The absence of Venezuelan doctors in crime-plagued barrios underscores
the very factors that helped put Chávez in power. Although Venezuela is the
world's fifth-largest oil exporter, at least 70 percent of its populace
lives in poverty, and half endures extreme poverty.

Chávez, a former paratrooper, swept into office five years ago
promising to change all that. He calls the rich ''the squalid ones,'' and
says they do nothing to help the poor.

His critics note that the number of poor rose under his government,
and surveys show he has a 30 percent approval rating.

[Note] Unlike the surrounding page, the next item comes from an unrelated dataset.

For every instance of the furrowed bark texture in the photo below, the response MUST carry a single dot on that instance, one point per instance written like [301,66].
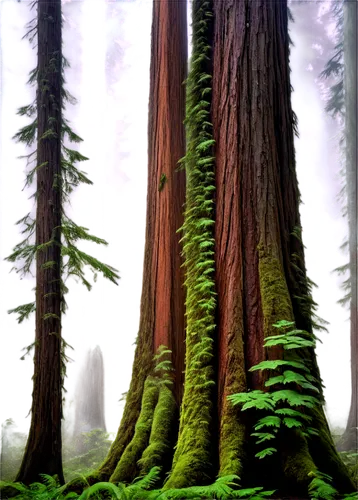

When Chávez was briefly ousted in a military coup last year, it was
the desperately poor who came down from the hills to demand his return. And
as unemployment rises along with inflation, Chávez now needs their support
as his critics push for a recall referendum.

''They are as much about indoctrinating as they are about providing
services,'' Miguel Diaz, an ****yst at the Center for Strategic and
International Studies in Washington, said of the program.

``I compare it to missionaries. They teach and provide healthcare, but
at the expense of suffering through their preaching.''

''I think Chávez is using the Cuban doctors for political purposes,''
Diaz said. ``On the other hand, the fact that Venezuelans themselves have
never provided support to the marginal communities that the Cubans are now
serving speaks a lot to what divides Venezuela.''

The State Department has kept an eye on the issue since the literacy
trainers began arriving earlier this summer.

''We support people who want to learn to read and write,'' a State
Department official said. ``But we're concerned over the increasingly close
ties between the two countries. We expect the Cuban trainers will be limited
to their literacy camp.''

Vargas scoffs at the outcry. The oligarchs, he said, are simply
against Chávez's revolution on behalf of the poor.